Song
- Released: 1975
- Composer(s): Marvin Hamlisch
- Lyricist(s): Edward Kleban

= At the Ballet =

"At the Ballet" is a song from the musical A Chorus Line.

==Production==
Changed for Good: A Feminist History of the Broadway Musical noted:

Composer Marvin Hamlisch said that the song set the tone for all the music in the show; once the song was written, the creators understood "the shape and color of the piece as a whole".

==Synopsis==
The dancers explain their experiences with attending dance school, as well as family-related trauma. No matter how dark the rest of their world seems, they always feel happy and engaged "at the ballet".

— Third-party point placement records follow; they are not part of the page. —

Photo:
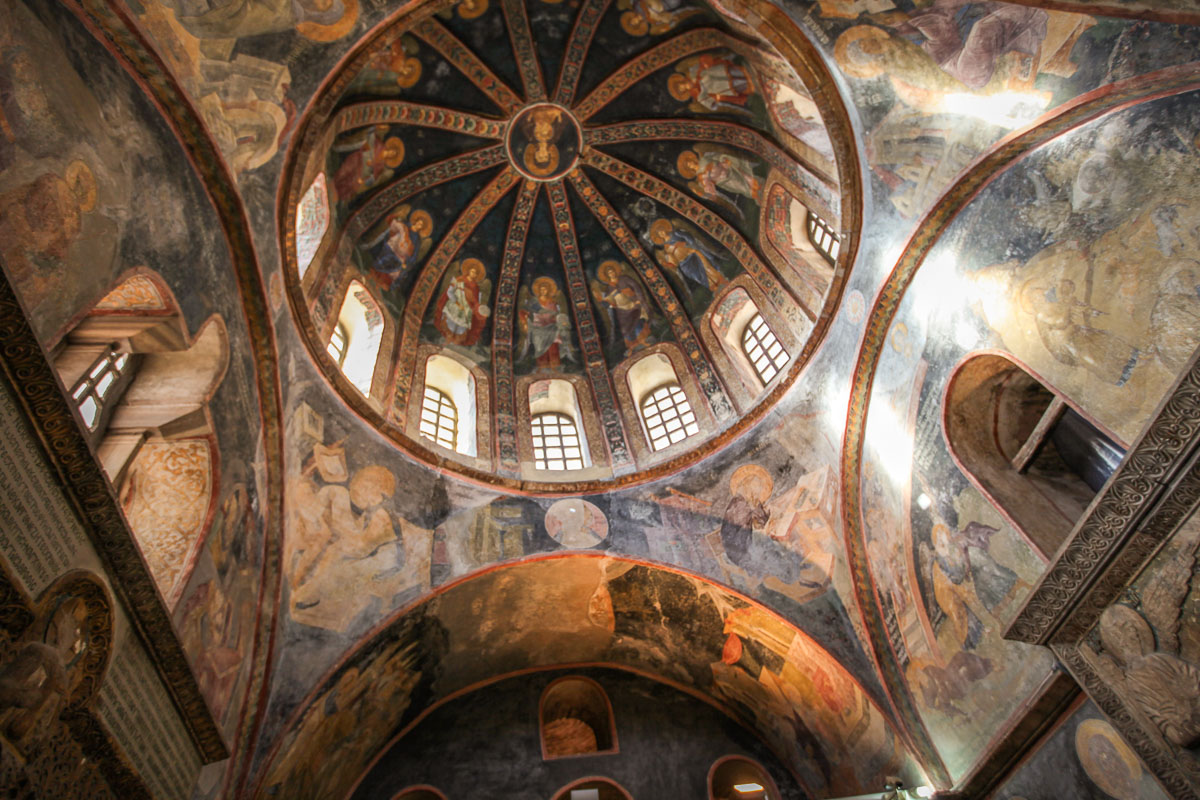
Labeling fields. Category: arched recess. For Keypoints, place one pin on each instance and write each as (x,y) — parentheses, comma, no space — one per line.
(575,719)
(593,788)
(737,777)
(918,259)
(672,626)
(153,431)
(1026,446)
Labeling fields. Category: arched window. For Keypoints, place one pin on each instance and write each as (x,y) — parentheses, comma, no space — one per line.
(669,416)
(823,238)
(439,417)
(762,348)
(576,719)
(312,221)
(448,408)
(1038,459)
(337,342)
(360,329)
(101,385)
(739,779)
(558,441)
(593,788)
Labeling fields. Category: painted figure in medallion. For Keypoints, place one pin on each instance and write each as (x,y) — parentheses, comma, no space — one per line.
(712,82)
(545,324)
(401,245)
(653,17)
(372,160)
(462,308)
(719,174)
(682,252)
(619,292)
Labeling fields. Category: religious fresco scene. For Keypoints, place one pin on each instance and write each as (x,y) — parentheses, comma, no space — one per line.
(631,396)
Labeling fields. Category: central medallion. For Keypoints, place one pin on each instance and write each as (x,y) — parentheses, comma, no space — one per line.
(544,142)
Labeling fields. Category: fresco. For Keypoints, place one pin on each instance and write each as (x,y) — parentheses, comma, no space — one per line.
(1084,286)
(609,611)
(1084,757)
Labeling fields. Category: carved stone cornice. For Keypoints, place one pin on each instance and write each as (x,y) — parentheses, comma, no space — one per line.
(1150,495)
(1139,733)
(67,455)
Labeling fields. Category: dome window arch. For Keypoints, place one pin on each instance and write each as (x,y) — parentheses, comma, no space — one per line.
(312,222)
(448,415)
(823,236)
(359,328)
(575,719)
(1037,458)
(555,426)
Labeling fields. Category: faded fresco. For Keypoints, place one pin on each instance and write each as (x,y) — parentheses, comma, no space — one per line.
(1087,287)
(1085,757)
(90,188)
(750,661)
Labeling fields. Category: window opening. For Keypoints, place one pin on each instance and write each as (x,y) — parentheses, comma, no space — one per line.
(337,342)
(669,416)
(823,238)
(439,417)
(763,349)
(556,441)
(93,389)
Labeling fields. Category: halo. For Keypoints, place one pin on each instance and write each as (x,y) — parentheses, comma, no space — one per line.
(333,31)
(396,144)
(634,23)
(83,185)
(847,61)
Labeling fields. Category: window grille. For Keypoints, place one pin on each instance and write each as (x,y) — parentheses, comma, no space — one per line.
(763,349)
(669,416)
(90,392)
(439,419)
(556,441)
(337,342)
(823,238)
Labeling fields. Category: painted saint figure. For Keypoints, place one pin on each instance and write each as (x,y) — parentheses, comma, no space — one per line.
(653,17)
(462,308)
(372,160)
(545,324)
(712,83)
(627,305)
(719,174)
(402,244)
(683,253)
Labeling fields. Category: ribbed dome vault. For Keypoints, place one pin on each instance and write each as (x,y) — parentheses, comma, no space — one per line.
(525,208)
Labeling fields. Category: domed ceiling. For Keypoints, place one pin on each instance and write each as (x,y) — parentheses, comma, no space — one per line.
(541,191)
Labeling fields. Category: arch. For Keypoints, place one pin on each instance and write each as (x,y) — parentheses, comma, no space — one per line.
(593,788)
(556,421)
(361,322)
(423,792)
(575,719)
(737,777)
(1025,446)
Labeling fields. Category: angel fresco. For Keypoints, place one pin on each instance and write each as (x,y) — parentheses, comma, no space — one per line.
(402,244)
(372,160)
(653,17)
(619,293)
(682,252)
(395,65)
(462,308)
(712,83)
(545,324)
(719,174)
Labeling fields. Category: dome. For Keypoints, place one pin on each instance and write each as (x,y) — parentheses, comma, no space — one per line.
(557,251)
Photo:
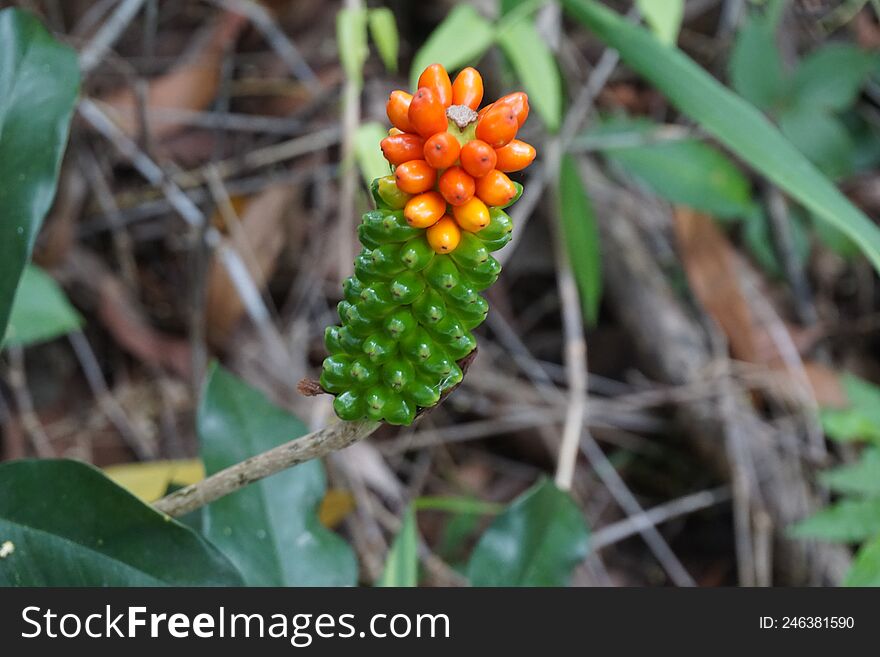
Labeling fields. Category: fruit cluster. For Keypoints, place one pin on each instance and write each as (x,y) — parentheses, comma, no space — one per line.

Musicals101 explains "At the Ballet" as a "poignant tribute to the escape Sheila, Bebe, and Maggie found in the beauty of ballet."

==Analysis==
Changed for Good: A Feminist History of the Broadway Musical explains: "Sheila, Bebe, and Maggie sing the same wistful melody; then their harmonies grow and build, one layering on the other".

==Critical reception==
AussieTheatre.com described it as a "poignant song".

==In popular culture==
The song was covered by the cast of Glee in the fourth season episode "Lights Out", performed by regular cast members Naya Rivera, Lea Michele and Chris Colfer with recurring guest star Sarah Jessica Parker. Barbra Streisand recorded the song in 2016 for her Encore: Movie Partners Sing Broadway album, with guest vocal performances by Anne Hathaway and Daisy Ridley.